La ville d'Istanbul vous offre de belles possibilités en termes de salle de concert. Quelle est son importance pour le Festival ?
Je dirais qu'elle est la marque de fabrique du Festival de Musique d'Istanbul. Istanbul est cité à la fois dans le nom de notre institution, et dans l'intitulé de notre festival. Ce qui fait d'Istanbul une marque, c'est incontestablement son inestimable patrimoine culturel. Il est donc important d'associer le contenu du festival à ce patrimoine culturel, de les faire dialoguer et ainsi les sublimer, pour que cela crée de l'enthousiasme.
Existe-t-il un thème propre à chaque festival ?
Oui. Depuis de nombreuses années, nous organisons le festival autour d'un thème, ce qui nous permet d'enrichir davantage la programmation par la commande de nouvelles œuvres spécifiques. De même, nous sélectionnons des répertoires liés à ce thème.

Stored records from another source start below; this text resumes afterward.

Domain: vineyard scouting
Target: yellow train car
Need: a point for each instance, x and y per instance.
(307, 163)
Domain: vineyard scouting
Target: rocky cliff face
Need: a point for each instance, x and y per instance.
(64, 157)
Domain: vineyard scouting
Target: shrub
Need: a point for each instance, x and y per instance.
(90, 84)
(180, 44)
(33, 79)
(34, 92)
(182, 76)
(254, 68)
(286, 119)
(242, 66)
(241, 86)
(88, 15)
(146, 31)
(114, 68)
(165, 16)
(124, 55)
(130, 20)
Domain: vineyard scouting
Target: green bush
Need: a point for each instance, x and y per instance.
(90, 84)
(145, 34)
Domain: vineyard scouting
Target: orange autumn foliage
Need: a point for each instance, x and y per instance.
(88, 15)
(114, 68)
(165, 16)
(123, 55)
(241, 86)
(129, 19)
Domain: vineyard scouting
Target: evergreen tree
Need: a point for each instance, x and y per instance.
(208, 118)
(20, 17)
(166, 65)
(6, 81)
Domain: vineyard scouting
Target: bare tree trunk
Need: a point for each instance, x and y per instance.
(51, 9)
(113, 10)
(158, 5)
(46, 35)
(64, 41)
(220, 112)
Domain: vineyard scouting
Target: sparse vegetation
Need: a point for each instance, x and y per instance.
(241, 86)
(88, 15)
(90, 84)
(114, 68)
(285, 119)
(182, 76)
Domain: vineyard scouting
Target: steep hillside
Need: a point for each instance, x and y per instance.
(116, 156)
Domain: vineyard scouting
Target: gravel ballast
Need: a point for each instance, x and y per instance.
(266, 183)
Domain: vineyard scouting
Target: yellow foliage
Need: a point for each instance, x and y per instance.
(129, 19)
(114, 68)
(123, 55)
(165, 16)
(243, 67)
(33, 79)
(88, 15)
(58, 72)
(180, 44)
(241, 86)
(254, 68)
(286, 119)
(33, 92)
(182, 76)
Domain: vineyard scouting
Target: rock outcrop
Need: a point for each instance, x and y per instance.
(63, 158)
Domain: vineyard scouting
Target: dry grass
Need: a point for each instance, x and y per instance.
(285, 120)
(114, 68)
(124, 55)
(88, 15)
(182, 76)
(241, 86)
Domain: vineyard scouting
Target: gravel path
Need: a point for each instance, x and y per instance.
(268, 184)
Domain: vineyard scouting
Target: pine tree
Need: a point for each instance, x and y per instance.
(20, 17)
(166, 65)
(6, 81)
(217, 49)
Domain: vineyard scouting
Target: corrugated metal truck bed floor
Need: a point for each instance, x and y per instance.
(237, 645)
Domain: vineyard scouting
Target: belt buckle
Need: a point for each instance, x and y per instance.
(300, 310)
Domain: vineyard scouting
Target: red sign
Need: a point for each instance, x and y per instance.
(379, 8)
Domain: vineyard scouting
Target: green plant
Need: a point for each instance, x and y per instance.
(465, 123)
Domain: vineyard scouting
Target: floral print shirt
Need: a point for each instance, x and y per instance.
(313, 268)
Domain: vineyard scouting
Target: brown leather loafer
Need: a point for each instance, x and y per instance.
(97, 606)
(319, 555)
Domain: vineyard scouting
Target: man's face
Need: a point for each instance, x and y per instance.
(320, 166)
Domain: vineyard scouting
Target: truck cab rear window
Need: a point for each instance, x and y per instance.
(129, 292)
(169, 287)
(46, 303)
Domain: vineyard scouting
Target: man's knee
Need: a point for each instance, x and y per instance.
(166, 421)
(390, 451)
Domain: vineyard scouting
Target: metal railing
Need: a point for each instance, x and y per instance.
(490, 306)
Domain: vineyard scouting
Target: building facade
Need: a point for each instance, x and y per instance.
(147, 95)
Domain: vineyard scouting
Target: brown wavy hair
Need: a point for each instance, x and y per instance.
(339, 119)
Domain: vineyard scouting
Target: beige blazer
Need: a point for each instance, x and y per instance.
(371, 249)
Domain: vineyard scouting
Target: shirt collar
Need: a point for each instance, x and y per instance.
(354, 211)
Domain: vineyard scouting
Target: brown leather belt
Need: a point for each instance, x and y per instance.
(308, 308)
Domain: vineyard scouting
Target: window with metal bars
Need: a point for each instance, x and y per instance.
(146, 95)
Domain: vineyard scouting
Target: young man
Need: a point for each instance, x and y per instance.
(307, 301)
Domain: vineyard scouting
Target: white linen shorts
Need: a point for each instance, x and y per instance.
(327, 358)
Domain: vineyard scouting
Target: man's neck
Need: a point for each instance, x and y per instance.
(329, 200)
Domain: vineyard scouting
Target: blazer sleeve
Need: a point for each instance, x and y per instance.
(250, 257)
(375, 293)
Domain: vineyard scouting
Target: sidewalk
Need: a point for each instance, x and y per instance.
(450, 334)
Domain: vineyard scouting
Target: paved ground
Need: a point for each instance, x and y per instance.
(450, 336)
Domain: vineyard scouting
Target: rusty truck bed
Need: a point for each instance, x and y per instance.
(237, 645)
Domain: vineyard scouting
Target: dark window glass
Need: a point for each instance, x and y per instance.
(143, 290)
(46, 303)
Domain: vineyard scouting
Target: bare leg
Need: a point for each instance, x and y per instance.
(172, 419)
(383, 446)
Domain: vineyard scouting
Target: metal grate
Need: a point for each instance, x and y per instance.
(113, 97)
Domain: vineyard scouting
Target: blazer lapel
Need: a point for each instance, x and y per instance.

Cette année, le festival a pour thème les « Racines ». Ce choix a été fait suite à ma rencontre avec Dimitris Skyllas, compositeur grec de renom, en 2018. Comme vous le savez, dans le cadre du Traité de Lausanne signé en 1923 a été conclu un accord d'échange de populations entre la Turquie et la Grèce. Dimitris Skyllas et moi avons pensé qu'il est de notre devoir d'honorer nos aïeux en commémorant cet événement à l'occasion de son 100e anniversaire. Parce que c'est une histoire douloureuse, qui nous relie les uns aux autres. Dans ce cadre, nous avons commandé des œuvres à un compositeur grec et à un compositeur turc. Dimitris Skyllas écrit une nouvelle œuvre pour accordéon, trombone et percussions. Le compositeur turc Onur Türkmen écrit également une pièce pour l'ensemble Nermin Kaygusuz. Dans la première moitié de ce concert, nous écouterons le travail de Dimitris et dans la seconde, celui d'Onur. Ce concert aura lieu au Musée maritime de Beşiktaş : le choix du lieu aussi un message, car l'échange s'est fait entièrement par voie maritime.
Quels seront les autres moments forts du festival ?
Le Chœur national hongrois et l'Orchestre philharmonique Borusan d'Istanbul interpréteront le Requiem de Mozart au Centre culturel Atatürk. L'Orchestre du Festival de Budapest, l'un des dix meilleurs orchestres au monde, se produira au Centre culturel Atatürk sous la direction de son directeur musical Ivan Fischer, avec en soliste le pianiste Francesco Piemontesi. Toujours sur la scène de l'AKM, le violoncelliste français Edgar Moreau et l'Orchestre philarmonique Tekfen sous la direction d'Aziz Shokhakimov. Sans oublier la première de Borusan Quartet et Synergy vocals dans la salle d'Opera Sürreya.
Et comment s'opère le choix des musiciens pour le festival ?
Grà¢ce aux festivals à l'étranger et les chaînes de musique classique, les mélomanes connaissent les grands noms, et lorsqu'ils les voient à l'affiche du Festival, ils viennent à leur concert. Inviter les étoiles de la musique classique, c'est donc important. Mais il est tout aussi important de repérer les jeunes espoirs et de les présenter au public.
Par ailleurs, depuis 2010, nous commandons chaque année au moins une œuvre à des compositeurs turcs et étrangers. Il s'agit d'une mission essentielle, car les compositeurs racontent les histoires de l'époque dans laquelle nous vivons.
Nous programmons aussi de la musique contemporaine, ce qui déstabilise quelque peu le public de musique classique. Mais faire en sorte que le public écoute cette nouvelle musique et l'aime, fait aussi partie de nos missions. Cette année, nous avons commandé une œuvre à Steve Reich, l'un des pionniers de la musique minimaliste et l'une des légendes vivantes de notre époque.
Allez-vous poursuivre les tarifs spéciaux étudiant ?
Les étudiants du conservatoire assistent gratuitement à tous les événements, et il y aura un tarif spécial pour les autres étudiants.